Optimization of monitoring plan

Nagaré’s technology has been carried out at an industrial site bordered by a river in the Brussel area, Belgium. The alluvial aquifer is contaminated with 8 heavy metals and poses dispersion risk to the river. Since the concentration-based risk assessment failed to precisely quantify the discharge risk to the river, a cumbersome and costly risk management plan consisting of 43 monitoring wells sampled twice a year and for another 21 years was implemented.

Groundwater flux measurement were performed on 43 monitoring wells, spread as a control plane along the limit of the site and screened at three different depths. It allowed to characterize the spatial heterogeneity of groundwater discharge and quantify the total groundwater flow rate through the site limit and feeding the river.

Heavy metal mass fluxes and mass discharges were calculated based on groundwater fluxes and metal concentrations obtained from the monitoring campaign carried out by the environmental office. Use of mass discharge allowed to directly assess the dispersion risk of heavy metals through two innovative approaches.



On the 8 metals present in the groundwater at concentrations higher than the threshold value, only 1 is likely to pose a risk for the river. According to conservative worst-case hypothesis, the total mass discharge for 7 metals is not sufficient to pose a threat to the water quality of the river.
Mass discharge approach also allowed to better analyze the temporal evolution of the strength of the discharge. A henceforth robust trend analysis showed a global decreasing of the total mass discharge of metals since 2014, what was impossible to prove so far based on concentrations only.

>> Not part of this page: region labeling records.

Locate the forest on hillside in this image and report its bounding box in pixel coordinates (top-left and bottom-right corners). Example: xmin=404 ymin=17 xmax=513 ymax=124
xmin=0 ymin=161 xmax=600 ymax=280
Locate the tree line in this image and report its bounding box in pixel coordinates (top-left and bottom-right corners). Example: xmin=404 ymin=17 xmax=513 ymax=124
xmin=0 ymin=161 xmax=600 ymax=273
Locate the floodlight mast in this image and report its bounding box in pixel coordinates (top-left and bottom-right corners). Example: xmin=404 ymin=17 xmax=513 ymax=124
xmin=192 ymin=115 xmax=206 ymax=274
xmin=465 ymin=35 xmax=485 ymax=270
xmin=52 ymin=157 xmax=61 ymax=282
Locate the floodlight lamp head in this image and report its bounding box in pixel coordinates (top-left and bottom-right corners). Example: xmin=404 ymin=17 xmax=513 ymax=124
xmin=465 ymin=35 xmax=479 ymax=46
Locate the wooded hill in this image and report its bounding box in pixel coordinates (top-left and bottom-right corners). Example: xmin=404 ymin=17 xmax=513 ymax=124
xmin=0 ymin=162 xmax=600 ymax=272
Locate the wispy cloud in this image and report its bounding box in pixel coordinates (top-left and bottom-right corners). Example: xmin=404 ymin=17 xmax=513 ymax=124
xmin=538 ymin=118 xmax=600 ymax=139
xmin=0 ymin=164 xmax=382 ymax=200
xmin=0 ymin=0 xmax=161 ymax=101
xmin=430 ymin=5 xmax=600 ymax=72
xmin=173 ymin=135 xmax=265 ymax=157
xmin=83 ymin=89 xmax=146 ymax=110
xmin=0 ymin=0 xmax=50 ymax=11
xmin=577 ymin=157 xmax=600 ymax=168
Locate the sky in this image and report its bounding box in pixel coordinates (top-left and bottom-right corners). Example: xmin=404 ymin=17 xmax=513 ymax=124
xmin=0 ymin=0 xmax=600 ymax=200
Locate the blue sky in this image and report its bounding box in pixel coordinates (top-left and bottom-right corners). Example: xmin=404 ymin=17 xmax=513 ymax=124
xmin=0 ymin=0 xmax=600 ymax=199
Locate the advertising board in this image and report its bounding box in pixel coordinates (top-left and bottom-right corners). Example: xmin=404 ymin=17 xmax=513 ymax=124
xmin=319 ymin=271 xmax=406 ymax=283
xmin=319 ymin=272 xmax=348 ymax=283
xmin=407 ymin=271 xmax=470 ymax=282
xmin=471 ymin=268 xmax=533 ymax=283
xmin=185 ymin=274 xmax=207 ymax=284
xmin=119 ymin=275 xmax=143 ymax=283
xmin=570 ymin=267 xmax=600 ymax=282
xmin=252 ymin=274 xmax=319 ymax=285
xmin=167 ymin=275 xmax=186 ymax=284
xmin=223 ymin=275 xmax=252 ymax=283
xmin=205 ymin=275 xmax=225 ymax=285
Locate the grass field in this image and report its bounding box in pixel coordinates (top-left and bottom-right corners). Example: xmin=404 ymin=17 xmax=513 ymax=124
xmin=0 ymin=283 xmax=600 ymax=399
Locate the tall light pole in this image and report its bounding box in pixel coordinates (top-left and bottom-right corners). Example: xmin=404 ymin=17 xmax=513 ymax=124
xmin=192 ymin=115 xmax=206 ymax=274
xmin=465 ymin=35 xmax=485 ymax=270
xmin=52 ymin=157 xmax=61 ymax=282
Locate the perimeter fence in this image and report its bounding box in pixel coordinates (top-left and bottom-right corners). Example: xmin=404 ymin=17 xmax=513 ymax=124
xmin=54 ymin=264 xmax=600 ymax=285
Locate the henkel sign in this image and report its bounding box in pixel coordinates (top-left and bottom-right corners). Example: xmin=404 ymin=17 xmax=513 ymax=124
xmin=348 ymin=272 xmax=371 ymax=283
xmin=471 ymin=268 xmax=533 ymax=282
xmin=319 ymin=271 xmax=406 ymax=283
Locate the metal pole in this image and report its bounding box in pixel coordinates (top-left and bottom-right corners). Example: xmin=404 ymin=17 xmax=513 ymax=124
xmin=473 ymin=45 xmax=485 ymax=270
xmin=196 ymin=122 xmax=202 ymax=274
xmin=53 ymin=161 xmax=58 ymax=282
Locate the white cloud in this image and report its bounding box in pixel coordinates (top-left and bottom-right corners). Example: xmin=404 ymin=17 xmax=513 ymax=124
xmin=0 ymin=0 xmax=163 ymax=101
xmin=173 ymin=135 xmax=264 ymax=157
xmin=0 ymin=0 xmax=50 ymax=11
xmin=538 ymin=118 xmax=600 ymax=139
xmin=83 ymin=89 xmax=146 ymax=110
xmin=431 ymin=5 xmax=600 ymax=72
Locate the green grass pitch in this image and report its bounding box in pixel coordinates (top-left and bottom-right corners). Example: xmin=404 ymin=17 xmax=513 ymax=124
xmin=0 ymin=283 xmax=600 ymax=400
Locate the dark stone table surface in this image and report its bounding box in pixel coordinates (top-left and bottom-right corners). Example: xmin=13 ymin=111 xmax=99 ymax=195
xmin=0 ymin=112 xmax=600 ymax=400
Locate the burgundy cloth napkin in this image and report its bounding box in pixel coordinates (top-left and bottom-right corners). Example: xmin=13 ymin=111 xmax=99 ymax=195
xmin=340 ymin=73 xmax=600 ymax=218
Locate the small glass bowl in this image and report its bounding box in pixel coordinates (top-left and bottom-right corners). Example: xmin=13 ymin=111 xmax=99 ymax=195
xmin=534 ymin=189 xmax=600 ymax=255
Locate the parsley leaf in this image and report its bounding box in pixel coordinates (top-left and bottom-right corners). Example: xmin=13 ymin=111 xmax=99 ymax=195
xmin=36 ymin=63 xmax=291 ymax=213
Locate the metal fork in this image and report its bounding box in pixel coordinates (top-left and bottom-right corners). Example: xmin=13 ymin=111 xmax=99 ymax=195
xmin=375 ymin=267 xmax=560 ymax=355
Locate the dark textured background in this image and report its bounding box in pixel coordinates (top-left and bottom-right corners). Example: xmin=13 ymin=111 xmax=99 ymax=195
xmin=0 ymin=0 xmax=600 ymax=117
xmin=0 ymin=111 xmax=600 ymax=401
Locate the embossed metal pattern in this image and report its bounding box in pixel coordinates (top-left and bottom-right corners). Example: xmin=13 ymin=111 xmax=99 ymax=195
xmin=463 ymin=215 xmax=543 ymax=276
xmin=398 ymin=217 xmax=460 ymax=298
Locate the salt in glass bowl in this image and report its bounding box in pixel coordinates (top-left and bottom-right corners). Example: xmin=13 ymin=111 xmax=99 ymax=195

Since only one metal poses a risk for the river, trend analysis showed global discharge decreasing and the spatial variability of the metal discharge trough groundwater have been characterized, it was possible to optimize the ongoing monitoring plan. Decreasing the number of monitored wells to focus on those located in high metal discharge zones and limiting the remaining monitoring time led to saving 70% of the total cost.